Atlantic Avenue's only serious lack is night life. For that you must leave Brooklyn and take the subway to the side streets off Broadway on Manhattan's West Side where a small clutch of Middle East night clubs bearing names such as "Egyptian Gardens" and "Port Said" cater to the New Yorker's yen for the exotic and offer some semblance of the original Middle East entertainment. Any night you can part the curtain, enter the tent and feast your eyes on beautiful dancers whose flashing eyes stir memories of mysterious clubs in Cairo, Beirut or Baghdad. In the same neighborhood there are restaurants named the "Mecca," the "Cedars of Lebanon," or "The Shaikh" and the "Son of the Shaikh," where the succulent specialties of the Middle East dominate the menu.
But for most items it is best to return to Brooklyn, where you can buy almost anything originating in the Middle East. Wadi Sahadi, a neighbor of Rashid's from Zahle, Lebanon, can get between $50 and $200 for richly decorated, Damascus-made swords, once the pride of ancient lighting men. Wadi also sells the pipes that the Bedouin play to lead the sheep through desert places, delicately carved trains of wooden camels, hassocks, leather goods, wallets and musical instruments for those who want to play along with Asian's or Rashid's records. "The young rock 'n' roll people," he says "love to play the dirbekeh." In Malko's place there are long desert abayas—a sort of white cassock—with matching kufias— headcloths—and gold-lined agals to hold the kufias in place.
"Only crazy people buy these things," grins Elias. "They cost $25. A lot of people buy them for parties. And one man in Florida who owns five horses bought one to go riding in. If I had five horses I'd buy one too."
So life goes on in this tiny enclave. And despite the distance and the years that separate Damascus and Brooklyn the old ways haven't changed very much. There is the familiar cluster of dark-haired, black-eyed people wandering casually into stores and browsing among the dates, the spices and the watermelon seeds from Baghdad. There are customers inspecting Syrian lentils, mouloukhia and dry okra from Damascus, or looking over clay pots, hilwa and tahini from Beirut. And there are merchants standing there to greet them, saying as they have for centuries, "Marhaba," and thus launching a dialogue as old as Damascus itself.

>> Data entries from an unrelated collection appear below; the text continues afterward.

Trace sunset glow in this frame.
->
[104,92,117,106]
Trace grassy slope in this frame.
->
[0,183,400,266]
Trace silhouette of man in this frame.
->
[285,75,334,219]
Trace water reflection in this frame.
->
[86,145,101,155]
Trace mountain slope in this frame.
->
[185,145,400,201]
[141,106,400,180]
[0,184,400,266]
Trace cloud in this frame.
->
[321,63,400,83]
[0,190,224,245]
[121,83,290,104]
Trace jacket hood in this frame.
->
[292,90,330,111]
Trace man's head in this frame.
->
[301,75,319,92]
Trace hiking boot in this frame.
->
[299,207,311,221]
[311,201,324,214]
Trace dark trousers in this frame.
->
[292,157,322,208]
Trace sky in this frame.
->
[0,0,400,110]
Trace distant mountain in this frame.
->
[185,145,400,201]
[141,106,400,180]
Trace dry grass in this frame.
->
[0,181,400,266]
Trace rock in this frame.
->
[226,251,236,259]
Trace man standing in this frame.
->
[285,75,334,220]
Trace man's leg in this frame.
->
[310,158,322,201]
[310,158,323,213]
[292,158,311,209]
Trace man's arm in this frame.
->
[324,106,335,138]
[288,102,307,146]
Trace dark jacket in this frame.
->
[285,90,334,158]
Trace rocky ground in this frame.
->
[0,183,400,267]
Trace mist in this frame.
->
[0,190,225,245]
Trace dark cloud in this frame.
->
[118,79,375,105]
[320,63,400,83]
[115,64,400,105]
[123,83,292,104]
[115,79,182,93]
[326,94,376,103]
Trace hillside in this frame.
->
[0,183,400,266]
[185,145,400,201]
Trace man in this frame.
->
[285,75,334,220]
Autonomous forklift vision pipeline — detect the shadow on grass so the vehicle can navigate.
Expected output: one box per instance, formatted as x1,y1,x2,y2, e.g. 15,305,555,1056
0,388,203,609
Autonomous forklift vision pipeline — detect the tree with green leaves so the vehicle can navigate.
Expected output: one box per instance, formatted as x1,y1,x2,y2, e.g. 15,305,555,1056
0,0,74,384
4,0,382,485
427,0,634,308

"Tell me how much are these in this jar?"
"Ah, these are 59 cents, they are the finest..."
"Indeed, that is strange. I have found kinds like this a few blocks away for only 49 cents. Could they be the same?"
"Ah, but of course not. See here, the fine aroma, the ingredients are straight from. ..."
Damascus in Brooklyn, indeed.
Michael B. Sullivan, formerly a reporter for the Worcester Telegram and an associate editor for Barron's Financial Weekly, is now studying in Cairo under a Fulbright grant.